Warning! It's the Middle of the Term
Posted on October 7, 2010
By Jim Mancall, Associate Dean of Studies, First-Year and Sophomore Class Dean
October brings many things to the Wheaton campus: a few days off to catch our breath and enjoy the foliage, Homecoming and Halloween. But October is also the season of midterms and mid-semester warnings, and thus, as the leaves begin to fall, I’m reminded of my high school geometry teacher, Mr. Merrick.
Geometry was befuddling to me. I constantly struggled to remember the difference between sine, cosine and tangent. I treated proofs as if they were arcane magic spells; they had to be memorized and carefully repeated word-for-word, lest I unintentionally invoke some unknown danger. Despite this, I always looked forward to Mr. Merrick’s classes. Tall and gangly, he resembled a mathematically-inclined Don Knotts, and he brought a great deal of humor, warmth and patience to his teaching. In line with his sometimes unconventional approach, Mr. Merrick did not assign exams or quizzes. Instead, he would announce that we were having a “maxe” or a “ziuq” (pronounced “maxi” and “zeek,” respectively). Mr. Merrick pronounced –somewhat tongue-in-cheek -- that by reversing the names of the dreaded “exam” or “quiz,” our anxiety would be quelled, and we would focus on what we were supposed to learn, rather than madly cramming the night before a test.

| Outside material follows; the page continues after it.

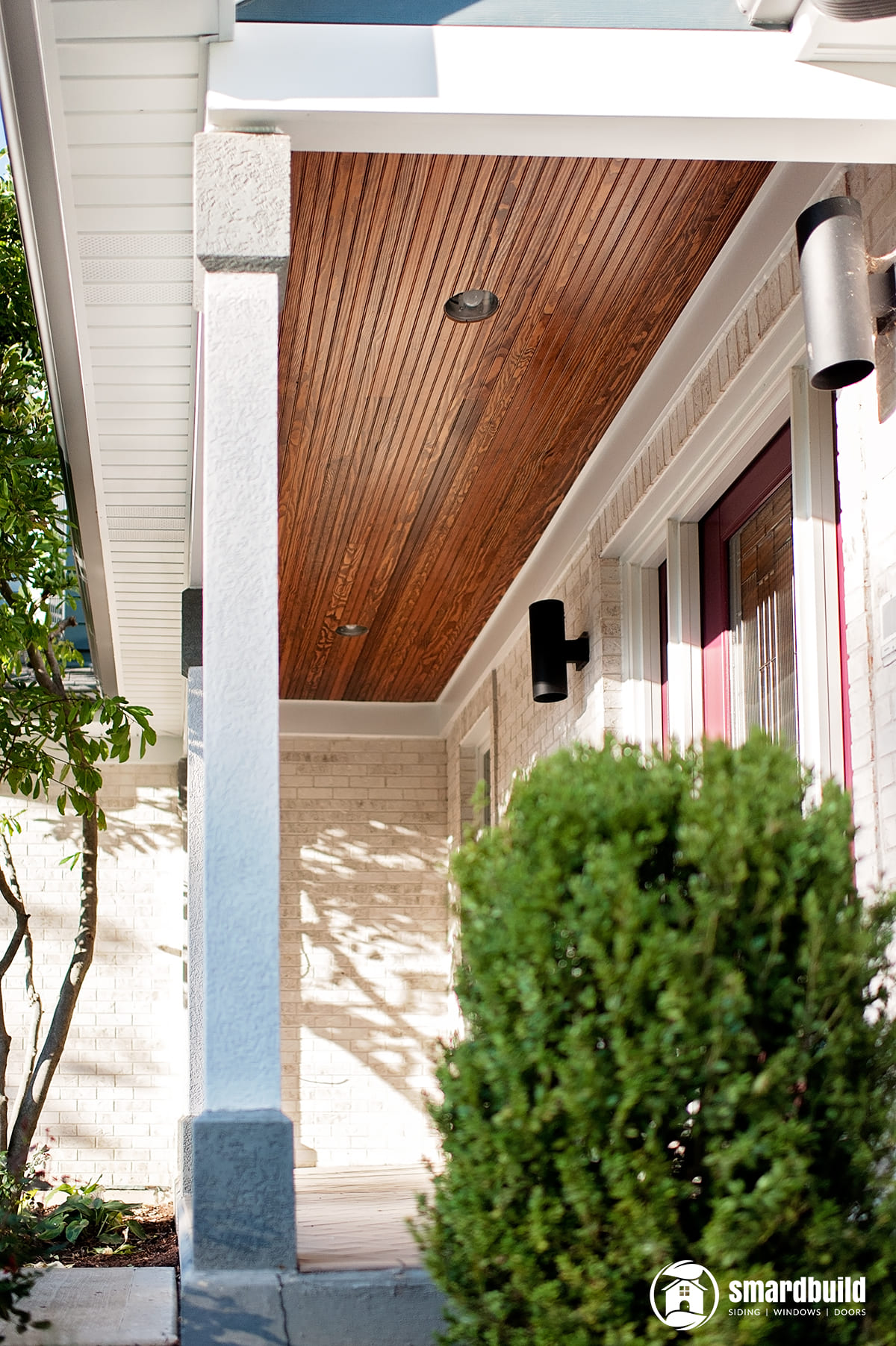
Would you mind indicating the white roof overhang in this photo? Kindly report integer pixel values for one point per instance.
(102, 102)
(642, 93)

I like to apply a similar principle to mid-semester warnings. After October break, Wheaton faculty issue mid-semester commendations and warnings. Commendations recognize students who are performing exceptionally well, providing inspiration and encouragement as the semester proceeds. Mid-semester warnings, on the other hand, indicate that a student is performing below expectations. In some cases, this can be in response to a low grade on a midterm exam, the consequence of poor attendance or a failure to hand in assignments.
Mid-semester warnings can engender something of a flight-or-fight response, especially in newer college students. But it is important to resist the urge to run away. It is certainly not too late to turn things around; in fact, warnings are issued at mid-semester so that students can make the necessary adjustments to succeed.
What should a student with a midterm warning do? First, meet with the instructor who issued the warning. Try to understand what led to the warning. Listen with an open mind. When things are not going well, it can be hard to really listen. We can feel defensive, or look too quickly for an easy solution. But neither of those responses will help us develop a new approach. But talking with a faculty member can help a student see what they were missing before, or help them develop them new study strategies.
This may seem like a very basic step, but it is a vitally important one. Many students will make the mistake of not seeking help in response to a mid-semester warning or a low grade. They may assume that they can take care of it on their own. (“I just need to study harder,” or, “It was just one low grade.”). Or in some cases, they may be frightened off. (“The subject is just too hard,” or, “The professor is too mean.”). But by taking the initiative to communicate with the professor, the student accomplishes a number of things: in the very least, the student conveys the message that she cares about doing well. That in itself is meaningful. But beyond that, the professor can help the student identify areas of weakness and develop a plan for improvement. This does not mean that things will change overnight, but it will go a long way to helping the student learn in the class, and learn to become a better student.
As a second step, talk with your advisor: how are other classes going? What is happening in the big picture? Are you struggling in one particular class, or is there a more global issue, such as time management or personal distractions? What do the current challenges tell us about your long-term academic goals?
Finally, follow up. That is, don’t depend on just one meeting with your instructor or your advisor. Even if things improve, make a plan to meet again. Look at the syllabus, and make sure to check in well before the next major assignment. It may be that you set up regular meetings with your faculty member, or work with the tutors in the Filene Center, or create a study group. Or all of the above.
What can parents do? Ask how your student is doing. Did s/he receive any mid-semester warnings or commendations? Second, don’t panic yourself. Students, especially first-year students, are often reluctant to tell parents about a midterm warning because they worry that family members will be angry or disappointed. But help your student put things in perspective. First-year students often receive the majority of mid-semester warnings. This makes sense, since these students are encountering college-level academics for the first time. The best thing you can do is help your student get beyond the panic and develop a plan. What does s/he think led to the midterm warning? What adjustments need to be made? How can s/he make use of the available resources?
This is where I come back to Mr. Merrick’s reverse logic. We think of “warnings” as dire pronouncements, meant to indicate danger. But in the case of Wheaton’s mid-semester warnings, I like to think of them instead as “invitations.” Invitations are welcoming, a chance to meet and to talk. And that, after all, is the real purpose of a mid-semester warning. They are invitations to the student to re-examine what he or she has been doing, and, if necessary, develop new strategies. Don’t run away from that mid-semester warning, but see it as an opportunity, not only to improve your standing in that particular class, but to build your academic skills and confidence. And if it helps, feel free to think of that warning as a “gninraw.”